Setelah itu, bersama anak-anak lainnya di Desa Tajuk, Kec. Getasan, Kab. Semarang, dia langsung menyeruput minuman bergizi itu.
“Tadinya [Marni] tidak terlalu suka susu segar. Di rumah juga ada, karena kami punya sapi perah.

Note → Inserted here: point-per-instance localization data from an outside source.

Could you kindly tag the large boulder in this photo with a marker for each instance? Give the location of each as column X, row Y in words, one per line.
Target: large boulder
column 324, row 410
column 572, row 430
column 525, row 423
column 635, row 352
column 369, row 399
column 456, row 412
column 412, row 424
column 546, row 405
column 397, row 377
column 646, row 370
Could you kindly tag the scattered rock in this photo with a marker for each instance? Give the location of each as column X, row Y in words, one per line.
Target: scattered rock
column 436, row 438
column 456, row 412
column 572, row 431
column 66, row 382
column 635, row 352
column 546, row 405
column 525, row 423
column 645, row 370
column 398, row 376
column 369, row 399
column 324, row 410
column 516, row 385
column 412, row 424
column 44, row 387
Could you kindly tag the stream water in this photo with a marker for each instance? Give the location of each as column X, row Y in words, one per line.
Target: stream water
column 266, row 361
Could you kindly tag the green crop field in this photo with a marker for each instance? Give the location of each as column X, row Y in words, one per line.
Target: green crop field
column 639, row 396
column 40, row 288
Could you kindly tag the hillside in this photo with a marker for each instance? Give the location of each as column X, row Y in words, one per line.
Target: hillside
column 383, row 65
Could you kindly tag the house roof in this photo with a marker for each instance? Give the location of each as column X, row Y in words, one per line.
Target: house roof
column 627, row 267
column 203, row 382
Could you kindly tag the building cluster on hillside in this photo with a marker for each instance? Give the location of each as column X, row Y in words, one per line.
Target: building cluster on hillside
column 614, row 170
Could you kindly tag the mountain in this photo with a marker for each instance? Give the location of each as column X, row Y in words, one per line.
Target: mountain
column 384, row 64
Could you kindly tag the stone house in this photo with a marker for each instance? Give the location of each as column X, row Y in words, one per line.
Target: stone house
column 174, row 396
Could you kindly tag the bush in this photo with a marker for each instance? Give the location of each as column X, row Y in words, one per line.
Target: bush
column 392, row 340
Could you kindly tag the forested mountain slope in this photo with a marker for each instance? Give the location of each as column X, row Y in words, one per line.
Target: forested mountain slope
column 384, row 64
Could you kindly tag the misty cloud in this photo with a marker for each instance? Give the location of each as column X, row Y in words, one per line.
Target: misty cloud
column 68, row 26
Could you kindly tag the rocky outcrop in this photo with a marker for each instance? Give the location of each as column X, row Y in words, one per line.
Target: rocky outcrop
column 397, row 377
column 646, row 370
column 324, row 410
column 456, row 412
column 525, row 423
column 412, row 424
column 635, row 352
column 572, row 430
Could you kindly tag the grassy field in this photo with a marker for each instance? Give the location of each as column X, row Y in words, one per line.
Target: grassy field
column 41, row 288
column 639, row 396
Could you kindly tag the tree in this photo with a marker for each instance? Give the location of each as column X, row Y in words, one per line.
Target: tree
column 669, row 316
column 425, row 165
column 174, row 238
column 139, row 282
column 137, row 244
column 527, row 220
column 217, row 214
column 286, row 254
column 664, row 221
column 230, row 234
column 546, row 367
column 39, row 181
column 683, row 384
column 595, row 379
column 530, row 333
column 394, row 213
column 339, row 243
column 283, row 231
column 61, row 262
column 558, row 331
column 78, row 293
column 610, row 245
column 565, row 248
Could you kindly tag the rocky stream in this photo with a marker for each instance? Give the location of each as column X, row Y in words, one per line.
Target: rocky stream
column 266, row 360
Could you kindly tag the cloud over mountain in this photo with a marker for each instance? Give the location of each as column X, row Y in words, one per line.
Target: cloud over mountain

Tapi, setelah menjadi susu pasteurisasi, dengan aneka rasa seperti cokelat, moka, stroberi dan dikemas dalam cup, anak-anak jadi suka,” kata ibu Marni.
Marni hanyalah satu dari sekian juta anak Indonesia yang kini digalakkan untuk minum susu segar setiap hari.
Gerakan minum susu segar, kata Dirjen Pengolahan dan Pemasaran Hasil Pertanian (P2PH) Departemen Pertanian, Zaenal Bachruddin, sangat penting untuk mencerdaskan sumber daya manusia (SDM) karena susu adalah salah satu sumber gizi serta menyejahterakan para peternak sapi perah.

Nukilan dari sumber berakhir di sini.